What do you look at and think, "I wish younger me would have known this was possible"?

I don’t have a specific achievement, but rather that it is possible to combine all my interests. For example, I was recently involved in a research project where we went skiing to collect snow samples. It was so much fun and we learned ice/water cloud fractions with this dataset.

I would tell younger me that, simply nothing is impossible. I must just believe I can do it.

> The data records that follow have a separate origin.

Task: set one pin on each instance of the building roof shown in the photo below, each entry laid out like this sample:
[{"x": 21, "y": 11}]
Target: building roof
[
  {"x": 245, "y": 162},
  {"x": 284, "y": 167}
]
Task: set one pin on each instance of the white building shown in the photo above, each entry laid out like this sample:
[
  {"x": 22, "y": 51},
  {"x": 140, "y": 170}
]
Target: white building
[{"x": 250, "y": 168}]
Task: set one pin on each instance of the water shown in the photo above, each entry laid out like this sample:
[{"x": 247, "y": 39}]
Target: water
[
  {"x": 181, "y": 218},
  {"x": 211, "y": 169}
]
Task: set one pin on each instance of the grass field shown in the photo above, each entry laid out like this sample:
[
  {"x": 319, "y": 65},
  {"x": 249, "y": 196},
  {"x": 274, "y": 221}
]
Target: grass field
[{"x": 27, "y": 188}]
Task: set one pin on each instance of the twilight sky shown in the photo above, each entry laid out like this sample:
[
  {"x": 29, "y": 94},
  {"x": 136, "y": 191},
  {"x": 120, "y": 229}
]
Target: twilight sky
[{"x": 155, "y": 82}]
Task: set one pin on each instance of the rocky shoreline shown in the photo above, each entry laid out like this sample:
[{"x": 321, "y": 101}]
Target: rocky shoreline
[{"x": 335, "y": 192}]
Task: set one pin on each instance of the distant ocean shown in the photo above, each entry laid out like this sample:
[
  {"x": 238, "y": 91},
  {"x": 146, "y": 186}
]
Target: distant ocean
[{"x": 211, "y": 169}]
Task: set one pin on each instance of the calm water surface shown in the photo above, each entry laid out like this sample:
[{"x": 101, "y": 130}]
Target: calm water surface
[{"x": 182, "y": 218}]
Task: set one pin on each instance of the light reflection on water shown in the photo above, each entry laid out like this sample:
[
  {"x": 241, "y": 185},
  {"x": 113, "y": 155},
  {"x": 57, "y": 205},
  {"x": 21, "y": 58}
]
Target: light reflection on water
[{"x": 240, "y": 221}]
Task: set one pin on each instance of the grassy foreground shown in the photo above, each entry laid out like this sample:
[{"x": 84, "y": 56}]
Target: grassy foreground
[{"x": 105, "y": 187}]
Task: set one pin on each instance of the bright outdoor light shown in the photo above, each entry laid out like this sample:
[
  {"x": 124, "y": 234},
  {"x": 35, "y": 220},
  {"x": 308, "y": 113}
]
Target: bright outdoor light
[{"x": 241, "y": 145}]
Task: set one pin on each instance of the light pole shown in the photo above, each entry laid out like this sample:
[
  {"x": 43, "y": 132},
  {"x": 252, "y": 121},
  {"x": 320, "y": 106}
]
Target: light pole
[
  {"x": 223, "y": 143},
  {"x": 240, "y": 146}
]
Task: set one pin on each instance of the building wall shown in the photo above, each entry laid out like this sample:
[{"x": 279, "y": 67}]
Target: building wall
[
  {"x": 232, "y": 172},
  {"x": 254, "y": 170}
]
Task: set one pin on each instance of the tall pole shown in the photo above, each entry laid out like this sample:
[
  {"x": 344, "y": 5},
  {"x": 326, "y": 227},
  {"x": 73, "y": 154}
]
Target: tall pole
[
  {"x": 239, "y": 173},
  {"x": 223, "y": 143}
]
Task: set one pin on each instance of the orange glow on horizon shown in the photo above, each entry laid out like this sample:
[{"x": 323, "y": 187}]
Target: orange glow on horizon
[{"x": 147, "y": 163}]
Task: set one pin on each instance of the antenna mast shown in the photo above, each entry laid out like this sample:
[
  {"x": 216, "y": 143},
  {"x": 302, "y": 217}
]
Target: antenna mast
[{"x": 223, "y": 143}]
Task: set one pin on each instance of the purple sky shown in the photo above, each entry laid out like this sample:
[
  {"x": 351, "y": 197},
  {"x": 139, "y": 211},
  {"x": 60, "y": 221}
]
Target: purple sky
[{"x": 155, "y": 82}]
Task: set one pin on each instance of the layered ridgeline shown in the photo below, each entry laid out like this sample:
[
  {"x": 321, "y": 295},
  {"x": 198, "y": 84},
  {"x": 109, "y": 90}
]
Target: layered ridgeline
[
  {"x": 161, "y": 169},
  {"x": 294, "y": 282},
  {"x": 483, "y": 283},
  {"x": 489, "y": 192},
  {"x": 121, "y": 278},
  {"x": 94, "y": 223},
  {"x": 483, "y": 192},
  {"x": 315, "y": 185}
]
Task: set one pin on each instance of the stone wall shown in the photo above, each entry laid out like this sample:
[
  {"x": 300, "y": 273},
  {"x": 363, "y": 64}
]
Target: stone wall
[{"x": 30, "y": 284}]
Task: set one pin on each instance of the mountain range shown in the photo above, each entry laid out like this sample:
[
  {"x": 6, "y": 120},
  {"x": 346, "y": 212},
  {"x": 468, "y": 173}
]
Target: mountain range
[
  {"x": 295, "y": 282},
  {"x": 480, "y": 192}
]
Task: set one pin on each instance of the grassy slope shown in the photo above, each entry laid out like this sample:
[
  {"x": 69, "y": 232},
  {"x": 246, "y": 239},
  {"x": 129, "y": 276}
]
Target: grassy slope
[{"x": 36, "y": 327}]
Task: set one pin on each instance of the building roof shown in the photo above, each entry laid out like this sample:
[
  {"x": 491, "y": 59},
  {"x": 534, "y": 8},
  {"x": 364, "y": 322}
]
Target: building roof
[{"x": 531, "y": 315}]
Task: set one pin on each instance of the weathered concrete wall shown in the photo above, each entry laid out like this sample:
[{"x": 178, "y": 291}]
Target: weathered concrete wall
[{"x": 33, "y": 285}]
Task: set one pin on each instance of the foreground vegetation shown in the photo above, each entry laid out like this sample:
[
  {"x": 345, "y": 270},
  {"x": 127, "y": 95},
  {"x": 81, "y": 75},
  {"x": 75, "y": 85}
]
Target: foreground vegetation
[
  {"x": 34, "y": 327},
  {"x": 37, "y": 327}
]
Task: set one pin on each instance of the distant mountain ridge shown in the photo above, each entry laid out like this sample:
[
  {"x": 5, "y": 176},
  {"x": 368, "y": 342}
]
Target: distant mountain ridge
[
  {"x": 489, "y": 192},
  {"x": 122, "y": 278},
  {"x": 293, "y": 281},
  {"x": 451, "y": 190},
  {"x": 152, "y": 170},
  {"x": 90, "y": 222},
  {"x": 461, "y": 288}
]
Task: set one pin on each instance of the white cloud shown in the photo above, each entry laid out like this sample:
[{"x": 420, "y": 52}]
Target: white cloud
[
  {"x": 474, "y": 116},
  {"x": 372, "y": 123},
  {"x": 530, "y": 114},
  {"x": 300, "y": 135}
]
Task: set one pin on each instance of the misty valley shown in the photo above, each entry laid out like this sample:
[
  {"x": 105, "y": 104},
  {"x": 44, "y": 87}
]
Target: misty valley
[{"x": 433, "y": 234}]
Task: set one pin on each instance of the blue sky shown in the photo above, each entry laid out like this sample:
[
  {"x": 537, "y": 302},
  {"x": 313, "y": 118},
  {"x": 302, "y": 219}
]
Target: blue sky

Why do you love working in STEM?

I love working with a team of highly talented and intelligent colleagues working on big picture problems like air quality and climate change. I love to learn and working with chemists, physicists, meteorologists, engineers, modelers and policy makers is a stimulating environment for learning and for impactful research. We don’t discover something scientifically new every day, but we certainly learn something new every day.

Best advice for next generation?

Persevere and surround yourself with supportive people. Be passionate, be humble, be kind, be generous. And finally, “Where there is a will, there is a way.”

Inspo quote / fun fact / role model

During my undergraduate studies I was a ski instructor at the local ski hill in Quebec.